What Does STR Mean in the Housing Market?
Updated: Jul 29
STR stands for “Short Term Rental”
In the housing market and in real estate, STR stands for short term rental. A short term rental is a fully furnished living space or home designed, sometimes referred to as a vacation rental. They are set up to accommodate guests for anywhere from one night to a couple of weeks, similar to a hotel but in a personal residence. The two most popular platforms which connect guests and short term rental hosts are VRBO and Airbnb.
How a Short Term Rental is different than a Long Term Rental
STR’s are generally designed to host out of town guests and temporary tenants. This typically means stays of less than 30 days in a fully furnished home and charged on a nightly basis.
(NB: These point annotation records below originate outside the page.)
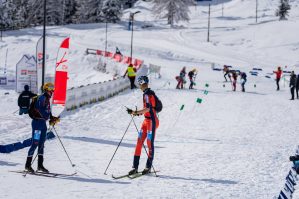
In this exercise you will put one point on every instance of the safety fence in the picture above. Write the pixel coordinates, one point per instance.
(291, 178)
(20, 145)
(91, 93)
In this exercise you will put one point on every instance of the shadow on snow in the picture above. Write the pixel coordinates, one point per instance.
(195, 179)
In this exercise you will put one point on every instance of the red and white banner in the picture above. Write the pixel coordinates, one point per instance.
(61, 77)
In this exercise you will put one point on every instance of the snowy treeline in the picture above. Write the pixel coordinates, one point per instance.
(27, 13)
(173, 10)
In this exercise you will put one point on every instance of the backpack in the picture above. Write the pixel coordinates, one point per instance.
(159, 105)
(32, 111)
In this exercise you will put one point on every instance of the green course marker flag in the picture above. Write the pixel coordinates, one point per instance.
(199, 100)
(182, 107)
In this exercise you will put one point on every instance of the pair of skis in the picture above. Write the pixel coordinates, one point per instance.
(133, 176)
(43, 174)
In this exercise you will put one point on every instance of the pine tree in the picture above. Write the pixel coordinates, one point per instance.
(111, 10)
(2, 15)
(88, 11)
(173, 10)
(9, 10)
(21, 15)
(35, 13)
(283, 9)
(55, 11)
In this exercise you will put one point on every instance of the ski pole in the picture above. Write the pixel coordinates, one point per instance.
(50, 128)
(118, 146)
(143, 145)
(73, 165)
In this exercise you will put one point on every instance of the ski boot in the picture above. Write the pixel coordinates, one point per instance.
(40, 166)
(28, 165)
(133, 171)
(146, 171)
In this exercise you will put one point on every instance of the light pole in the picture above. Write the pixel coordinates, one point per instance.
(132, 20)
(209, 23)
(256, 7)
(106, 44)
(44, 42)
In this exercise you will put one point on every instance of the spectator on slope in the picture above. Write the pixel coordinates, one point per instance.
(235, 76)
(278, 76)
(40, 114)
(117, 51)
(297, 86)
(181, 79)
(149, 125)
(293, 84)
(226, 72)
(24, 100)
(131, 71)
(243, 80)
(192, 74)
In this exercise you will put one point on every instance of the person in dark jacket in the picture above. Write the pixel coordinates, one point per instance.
(148, 128)
(278, 76)
(293, 84)
(243, 80)
(297, 86)
(235, 76)
(192, 75)
(24, 100)
(181, 79)
(131, 71)
(39, 127)
(226, 72)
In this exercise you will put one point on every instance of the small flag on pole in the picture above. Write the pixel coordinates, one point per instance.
(199, 100)
(182, 107)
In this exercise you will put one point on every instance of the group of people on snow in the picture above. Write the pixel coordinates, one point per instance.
(38, 108)
(181, 79)
(233, 77)
(40, 111)
(294, 82)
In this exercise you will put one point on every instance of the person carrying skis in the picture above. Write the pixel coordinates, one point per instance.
(41, 113)
(192, 75)
(278, 76)
(226, 72)
(243, 80)
(131, 71)
(24, 100)
(148, 128)
(292, 84)
(181, 78)
(297, 86)
(117, 51)
(235, 76)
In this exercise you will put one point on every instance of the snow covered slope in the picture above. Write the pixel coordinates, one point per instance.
(232, 145)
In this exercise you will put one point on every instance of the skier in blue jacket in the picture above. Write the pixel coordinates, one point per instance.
(40, 114)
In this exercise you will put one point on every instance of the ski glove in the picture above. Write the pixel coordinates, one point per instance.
(54, 120)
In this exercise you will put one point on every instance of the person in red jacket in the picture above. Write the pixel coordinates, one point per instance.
(235, 77)
(148, 128)
(278, 76)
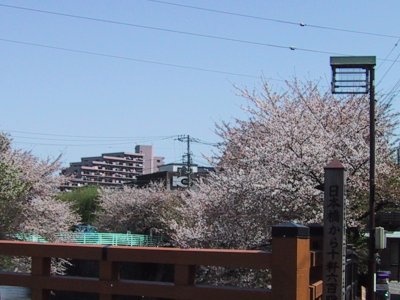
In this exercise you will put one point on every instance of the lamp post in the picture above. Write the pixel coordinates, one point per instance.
(355, 75)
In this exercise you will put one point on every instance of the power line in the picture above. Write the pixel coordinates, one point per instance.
(255, 43)
(391, 66)
(129, 58)
(173, 31)
(301, 24)
(90, 136)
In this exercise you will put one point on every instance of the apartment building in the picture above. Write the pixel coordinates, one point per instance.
(111, 169)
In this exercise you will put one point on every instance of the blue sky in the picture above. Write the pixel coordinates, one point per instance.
(142, 83)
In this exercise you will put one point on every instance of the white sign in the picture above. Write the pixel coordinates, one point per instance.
(334, 233)
(180, 181)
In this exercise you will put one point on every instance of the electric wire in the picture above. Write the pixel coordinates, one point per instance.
(255, 43)
(91, 136)
(302, 24)
(392, 64)
(127, 58)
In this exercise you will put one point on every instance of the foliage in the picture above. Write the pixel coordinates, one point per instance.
(28, 187)
(144, 211)
(272, 162)
(84, 200)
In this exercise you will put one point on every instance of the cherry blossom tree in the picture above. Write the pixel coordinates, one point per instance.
(271, 163)
(138, 210)
(28, 187)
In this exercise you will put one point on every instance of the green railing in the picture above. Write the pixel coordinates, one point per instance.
(99, 238)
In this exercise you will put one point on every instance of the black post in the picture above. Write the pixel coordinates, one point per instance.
(372, 262)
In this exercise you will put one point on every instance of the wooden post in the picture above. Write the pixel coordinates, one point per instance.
(290, 262)
(334, 248)
(108, 272)
(184, 275)
(40, 267)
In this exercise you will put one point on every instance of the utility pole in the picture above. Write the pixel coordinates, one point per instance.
(187, 139)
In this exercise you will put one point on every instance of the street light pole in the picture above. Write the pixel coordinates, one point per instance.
(372, 251)
(356, 75)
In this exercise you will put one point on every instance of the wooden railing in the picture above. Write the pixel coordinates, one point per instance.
(290, 263)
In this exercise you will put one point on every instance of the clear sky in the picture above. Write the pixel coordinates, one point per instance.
(80, 78)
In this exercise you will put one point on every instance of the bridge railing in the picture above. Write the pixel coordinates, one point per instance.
(290, 263)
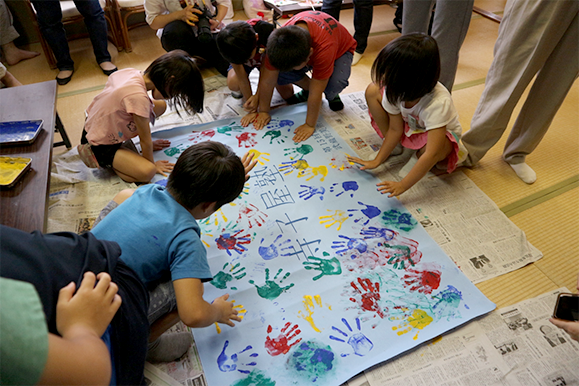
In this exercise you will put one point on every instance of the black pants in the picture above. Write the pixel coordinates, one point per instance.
(180, 35)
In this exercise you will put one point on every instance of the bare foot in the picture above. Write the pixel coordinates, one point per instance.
(14, 54)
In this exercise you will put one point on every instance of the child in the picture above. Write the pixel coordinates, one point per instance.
(243, 43)
(410, 107)
(158, 233)
(309, 41)
(123, 111)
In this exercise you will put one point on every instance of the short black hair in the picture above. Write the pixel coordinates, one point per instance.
(236, 42)
(409, 67)
(288, 47)
(177, 77)
(206, 172)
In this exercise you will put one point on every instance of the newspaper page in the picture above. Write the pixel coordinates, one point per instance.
(516, 345)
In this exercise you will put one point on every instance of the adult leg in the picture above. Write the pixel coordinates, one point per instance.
(545, 97)
(527, 33)
(451, 21)
(363, 12)
(49, 16)
(96, 24)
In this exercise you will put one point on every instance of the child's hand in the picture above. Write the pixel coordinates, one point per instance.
(228, 313)
(248, 163)
(303, 132)
(392, 187)
(90, 310)
(164, 167)
(160, 144)
(365, 164)
(251, 104)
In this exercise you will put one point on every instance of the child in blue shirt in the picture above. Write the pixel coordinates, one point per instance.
(157, 231)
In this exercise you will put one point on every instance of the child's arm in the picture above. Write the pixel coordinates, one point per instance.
(147, 146)
(437, 149)
(392, 138)
(194, 311)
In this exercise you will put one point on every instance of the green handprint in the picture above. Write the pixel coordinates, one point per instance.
(325, 266)
(271, 290)
(222, 278)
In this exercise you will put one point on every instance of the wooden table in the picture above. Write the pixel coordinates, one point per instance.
(25, 205)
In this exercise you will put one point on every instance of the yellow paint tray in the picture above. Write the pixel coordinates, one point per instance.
(11, 169)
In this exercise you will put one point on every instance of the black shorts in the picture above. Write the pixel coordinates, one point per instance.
(105, 154)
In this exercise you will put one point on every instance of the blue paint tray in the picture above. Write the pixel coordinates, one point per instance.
(19, 132)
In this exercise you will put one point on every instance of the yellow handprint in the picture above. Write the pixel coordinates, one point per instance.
(259, 156)
(309, 306)
(338, 217)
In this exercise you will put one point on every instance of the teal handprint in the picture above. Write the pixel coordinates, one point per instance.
(222, 278)
(271, 290)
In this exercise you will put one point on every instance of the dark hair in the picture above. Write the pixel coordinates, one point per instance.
(236, 42)
(177, 77)
(288, 47)
(409, 67)
(206, 172)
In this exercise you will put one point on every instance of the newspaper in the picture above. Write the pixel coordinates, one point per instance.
(516, 345)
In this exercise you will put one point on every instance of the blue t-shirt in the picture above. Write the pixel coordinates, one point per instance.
(157, 235)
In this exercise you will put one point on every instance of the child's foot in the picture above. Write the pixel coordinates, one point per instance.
(169, 347)
(336, 104)
(525, 172)
(299, 97)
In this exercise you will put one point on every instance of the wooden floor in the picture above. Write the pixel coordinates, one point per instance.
(546, 210)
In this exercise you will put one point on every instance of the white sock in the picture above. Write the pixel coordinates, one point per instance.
(525, 172)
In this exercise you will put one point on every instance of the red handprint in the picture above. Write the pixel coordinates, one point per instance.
(246, 139)
(370, 296)
(253, 214)
(423, 280)
(200, 136)
(281, 344)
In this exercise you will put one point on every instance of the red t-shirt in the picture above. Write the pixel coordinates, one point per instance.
(330, 40)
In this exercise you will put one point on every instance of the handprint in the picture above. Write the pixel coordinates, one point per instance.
(326, 267)
(369, 213)
(258, 156)
(253, 215)
(367, 295)
(299, 151)
(338, 217)
(359, 342)
(424, 280)
(270, 289)
(246, 139)
(310, 191)
(346, 186)
(402, 221)
(350, 245)
(309, 309)
(222, 278)
(229, 242)
(282, 344)
(227, 363)
(274, 134)
(271, 251)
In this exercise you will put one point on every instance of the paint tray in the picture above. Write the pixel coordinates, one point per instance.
(12, 169)
(19, 132)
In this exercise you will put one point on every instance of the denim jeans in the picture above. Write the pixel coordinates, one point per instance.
(49, 16)
(363, 12)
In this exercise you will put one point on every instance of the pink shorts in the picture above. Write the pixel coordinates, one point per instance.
(418, 141)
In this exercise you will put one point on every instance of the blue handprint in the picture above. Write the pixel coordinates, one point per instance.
(369, 211)
(352, 244)
(344, 187)
(230, 363)
(311, 191)
(359, 342)
(375, 233)
(271, 251)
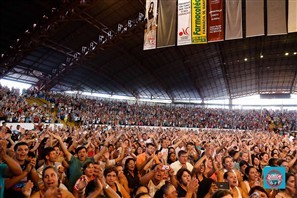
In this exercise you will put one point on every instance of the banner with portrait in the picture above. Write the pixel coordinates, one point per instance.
(166, 32)
(199, 23)
(150, 30)
(276, 17)
(254, 18)
(215, 20)
(184, 22)
(233, 29)
(292, 16)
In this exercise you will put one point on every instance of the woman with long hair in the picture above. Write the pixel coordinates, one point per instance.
(111, 176)
(131, 173)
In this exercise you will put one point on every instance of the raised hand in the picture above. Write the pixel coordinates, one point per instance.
(193, 185)
(27, 189)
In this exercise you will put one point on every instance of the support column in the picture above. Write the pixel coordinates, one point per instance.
(230, 103)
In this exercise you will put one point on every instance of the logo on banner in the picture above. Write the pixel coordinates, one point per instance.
(184, 31)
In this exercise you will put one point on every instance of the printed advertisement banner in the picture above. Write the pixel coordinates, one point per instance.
(215, 20)
(292, 18)
(276, 17)
(184, 22)
(233, 19)
(199, 26)
(166, 35)
(254, 18)
(150, 30)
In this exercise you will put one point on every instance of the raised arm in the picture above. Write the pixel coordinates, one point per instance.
(13, 168)
(63, 147)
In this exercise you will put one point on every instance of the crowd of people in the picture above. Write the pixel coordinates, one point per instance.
(91, 111)
(130, 159)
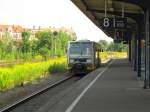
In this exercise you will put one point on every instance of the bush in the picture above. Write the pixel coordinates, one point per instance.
(19, 74)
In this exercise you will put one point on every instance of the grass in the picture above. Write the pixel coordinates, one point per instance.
(17, 75)
(27, 72)
(108, 55)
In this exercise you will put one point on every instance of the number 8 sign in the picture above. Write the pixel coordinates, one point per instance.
(106, 22)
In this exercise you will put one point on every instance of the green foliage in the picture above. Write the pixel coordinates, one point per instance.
(20, 74)
(46, 44)
(26, 45)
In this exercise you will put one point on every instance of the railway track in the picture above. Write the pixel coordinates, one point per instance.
(33, 102)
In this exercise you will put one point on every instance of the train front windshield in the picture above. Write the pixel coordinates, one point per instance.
(80, 49)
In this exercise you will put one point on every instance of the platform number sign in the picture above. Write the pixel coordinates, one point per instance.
(106, 22)
(114, 22)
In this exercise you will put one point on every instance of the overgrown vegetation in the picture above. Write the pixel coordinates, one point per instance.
(44, 44)
(20, 74)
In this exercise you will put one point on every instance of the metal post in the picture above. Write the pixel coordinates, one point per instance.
(129, 52)
(139, 52)
(147, 75)
(135, 54)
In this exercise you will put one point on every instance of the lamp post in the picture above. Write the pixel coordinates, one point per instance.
(55, 33)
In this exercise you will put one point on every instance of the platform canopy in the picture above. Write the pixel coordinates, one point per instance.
(97, 10)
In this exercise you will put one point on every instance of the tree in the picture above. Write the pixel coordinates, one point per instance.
(26, 45)
(44, 43)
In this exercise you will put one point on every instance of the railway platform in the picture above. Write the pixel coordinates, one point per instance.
(113, 88)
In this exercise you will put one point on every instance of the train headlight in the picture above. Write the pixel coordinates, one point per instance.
(71, 60)
(89, 61)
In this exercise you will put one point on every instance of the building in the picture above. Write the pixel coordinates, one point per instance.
(70, 31)
(14, 31)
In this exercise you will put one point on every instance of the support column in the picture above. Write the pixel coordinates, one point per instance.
(139, 52)
(135, 53)
(129, 51)
(147, 75)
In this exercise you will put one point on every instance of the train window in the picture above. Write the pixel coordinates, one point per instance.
(80, 49)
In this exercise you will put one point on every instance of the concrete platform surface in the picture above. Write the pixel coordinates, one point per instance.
(114, 88)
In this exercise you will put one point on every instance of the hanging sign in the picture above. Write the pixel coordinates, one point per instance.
(109, 23)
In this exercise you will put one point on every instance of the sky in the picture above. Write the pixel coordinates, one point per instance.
(45, 13)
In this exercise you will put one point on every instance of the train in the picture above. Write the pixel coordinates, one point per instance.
(83, 56)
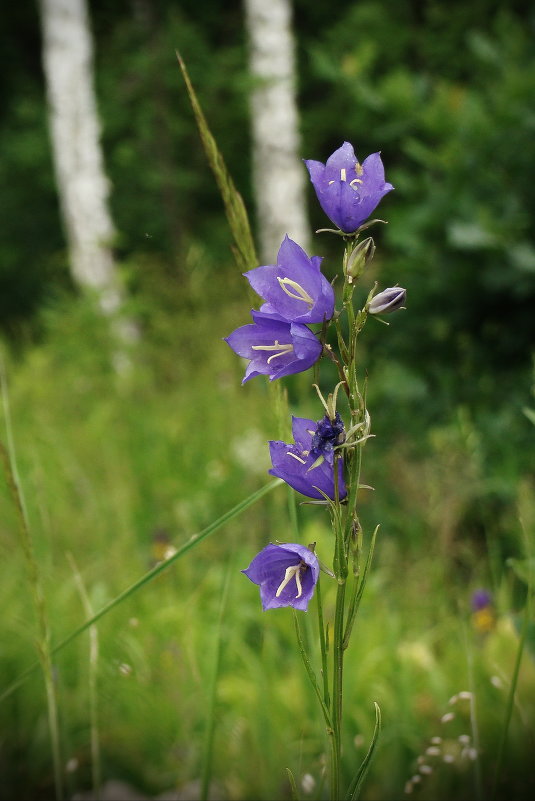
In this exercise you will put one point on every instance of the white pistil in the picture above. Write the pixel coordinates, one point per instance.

Long term rentals, however, are the more common type of rental agreements in the housing market. Long term rentals usually have a 30 day minimum (if not more) and involve a lease between the tenant and the landlord and usually charged on a monthly basis. Long term rentals generally cater to locals looking for a place to live, while short term rentals are more favorable to tourists and visitors.
Short term rentals can often provide a higher ROI
Short term rentals often provide a higher ROI for investors than renting that same property out as a long term rental. However, it also requires more work, oversight, and sometimes additional risk. In order to list your property you first have to make sure it’s properly furnished, which can cost a substantial amount up front. Once listed, you need to make sure it’s properly managed. If you do it yourself you can certainly save some money, but it will require more of your time. Alternatively, if you choose to hire a management company, you’ll lose out on some of the potential profit. Most management companies charge anywhere from 20-30% of the monthly revenue. Also, having an STR often means increased maintenance costs, additional overhead, and increased insurance costs.
However, even with all of these additional costs and responsibilities considered, STR’s can still be an extremely profitable investment. This is especially true in today’s housing market where home values have sky rocketed at a rate much higher than long term rental rates. The key to success is understanding the market so you can keep guests happy while maximizing your occupancy rate and profits.
Local regulations can negatively impact STR opportunities
Short term rentals have become a lot more popular in recent years. Platforms like Airbnb and VRBO have become more popular than ever, making it easy to host new guests. While STR’s provide a great opportunity for homeowners and investors, they are not always embraced by the local community. STR’s often take away rental opportunities previously available to locals, and instead make them available for tourists. Especially in small cities, this can cause problems.
To combat this issue, many cities and neighborhoods are trying to control the growth of STR’s. They are trying to control the housing market by placing restrictions and regulations specific to short term rentals. So before you purchase a home with the intent to list it on Airbnb, make sure you understand your local laws. These regulations vary from city to city, and some cities don’t have any regulations at all. However, when they do they often restrict STR’s in one of the following ways:
Require that the owner show proof of living in the house or on the property
Limit the total amount of guests allowed on the property
Limit the amount of nights the owner is allowed to make the home available
Permit restrictions based on the zoning or the exact location of a property – in some areas STR’s are not allowed at all
Restrict the total amount of STR properties allowed in any city, area, or sometimes even just a block face
Require various permits, additional taxes, licenses, additional insurance, or other legal documents before listing a property
Understanding the regulations is paramount to ensure the long term success of any STR. With an STR, your home becomes a business. It’s important that your home is not only profitable, but compliant with the local laws and regulations. This minimizes risk and ensures the longevity of your investment.